Closed Youssefares closed 3 years ago
Ultimately this is more a function of Spark than this library. I imagine you might see something similar reading as text. Loading a bunch of paths can consume resources in a number of ways. For example are they 1000 dirs each with lots of files? Can take a long time to list. You may end up with way more than 1000 partitions each of which is small so you could try repartitioning down by an order of magnitude if so. I don't think globs work (?) but could be worth seeing if it does. You can try a bigger driver.
Thanks for your reply! I see. Globs do work and little to no GC warnings are triggered. The paths themselves are to actual files with the goal being to avoid listing time which you already mentioned. So, I thought that listing the files myself would be faster than globs.
You can go ahead and close this, since there's no reason to believe spark-xml itself is doing the damage here. Might be worth following up on the different memory behavior though between globs and comma separated paths on spark's own repo.
OK good to be reminded that globs do work, and that helped here. Makes sense.
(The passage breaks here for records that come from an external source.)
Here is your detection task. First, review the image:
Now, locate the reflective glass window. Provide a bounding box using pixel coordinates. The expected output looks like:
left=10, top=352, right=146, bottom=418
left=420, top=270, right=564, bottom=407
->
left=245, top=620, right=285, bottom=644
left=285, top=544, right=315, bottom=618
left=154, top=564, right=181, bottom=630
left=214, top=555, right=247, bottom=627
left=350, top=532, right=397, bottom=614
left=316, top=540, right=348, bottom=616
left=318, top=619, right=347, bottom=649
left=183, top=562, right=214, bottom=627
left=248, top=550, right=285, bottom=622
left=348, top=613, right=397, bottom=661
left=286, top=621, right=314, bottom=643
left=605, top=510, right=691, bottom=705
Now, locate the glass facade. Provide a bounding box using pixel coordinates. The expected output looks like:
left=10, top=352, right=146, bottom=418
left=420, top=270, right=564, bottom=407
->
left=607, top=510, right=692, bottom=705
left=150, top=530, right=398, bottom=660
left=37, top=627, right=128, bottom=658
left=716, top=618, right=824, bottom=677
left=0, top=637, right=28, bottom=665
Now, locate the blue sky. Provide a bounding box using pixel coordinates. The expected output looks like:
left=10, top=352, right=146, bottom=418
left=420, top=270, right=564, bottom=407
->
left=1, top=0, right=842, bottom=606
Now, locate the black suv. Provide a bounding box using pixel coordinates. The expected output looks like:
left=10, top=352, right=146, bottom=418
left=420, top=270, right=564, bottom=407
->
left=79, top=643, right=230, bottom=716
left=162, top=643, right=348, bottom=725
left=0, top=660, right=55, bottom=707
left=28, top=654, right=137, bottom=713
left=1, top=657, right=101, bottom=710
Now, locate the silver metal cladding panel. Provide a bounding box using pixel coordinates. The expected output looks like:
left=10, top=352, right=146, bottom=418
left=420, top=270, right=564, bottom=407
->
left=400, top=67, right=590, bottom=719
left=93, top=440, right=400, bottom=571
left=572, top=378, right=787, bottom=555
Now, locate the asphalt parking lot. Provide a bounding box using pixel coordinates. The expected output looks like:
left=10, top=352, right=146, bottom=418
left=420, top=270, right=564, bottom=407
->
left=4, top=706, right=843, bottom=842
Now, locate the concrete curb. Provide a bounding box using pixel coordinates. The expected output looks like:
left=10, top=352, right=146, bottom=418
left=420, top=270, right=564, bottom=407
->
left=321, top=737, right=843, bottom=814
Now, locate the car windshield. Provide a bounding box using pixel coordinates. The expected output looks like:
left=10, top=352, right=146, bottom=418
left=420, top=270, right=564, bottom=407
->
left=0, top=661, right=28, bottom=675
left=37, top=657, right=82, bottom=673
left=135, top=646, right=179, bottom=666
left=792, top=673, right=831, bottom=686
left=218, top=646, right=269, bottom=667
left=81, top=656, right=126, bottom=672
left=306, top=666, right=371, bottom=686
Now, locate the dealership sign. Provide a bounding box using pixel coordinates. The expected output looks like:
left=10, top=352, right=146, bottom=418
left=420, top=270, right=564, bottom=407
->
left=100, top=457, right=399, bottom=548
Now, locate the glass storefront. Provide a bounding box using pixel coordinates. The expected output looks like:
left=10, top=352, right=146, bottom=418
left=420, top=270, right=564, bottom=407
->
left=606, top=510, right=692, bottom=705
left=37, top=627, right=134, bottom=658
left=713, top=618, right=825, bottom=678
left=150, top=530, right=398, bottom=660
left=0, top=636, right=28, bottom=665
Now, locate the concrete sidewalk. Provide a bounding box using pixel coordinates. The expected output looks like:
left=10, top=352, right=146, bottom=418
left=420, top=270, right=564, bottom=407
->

Spark is a lot smarter about listing dirs when you can let it do so.
I wrote a simple function around reading xml files that I feed multiple paths. I have my file system mounted on an azure blob storage folder.
Loading more than 1k paths at a time causes a lot of garbage collection messages at driver level. I am curious what is consuming memory at the driver level and if the use case expected for spark-xml is not to read so many files at once. Despite defining the schema myself and finding the paths before running the read (vs wild card path), the read command takes about 16 minutes for 1000 files. Shouldn't this be faster?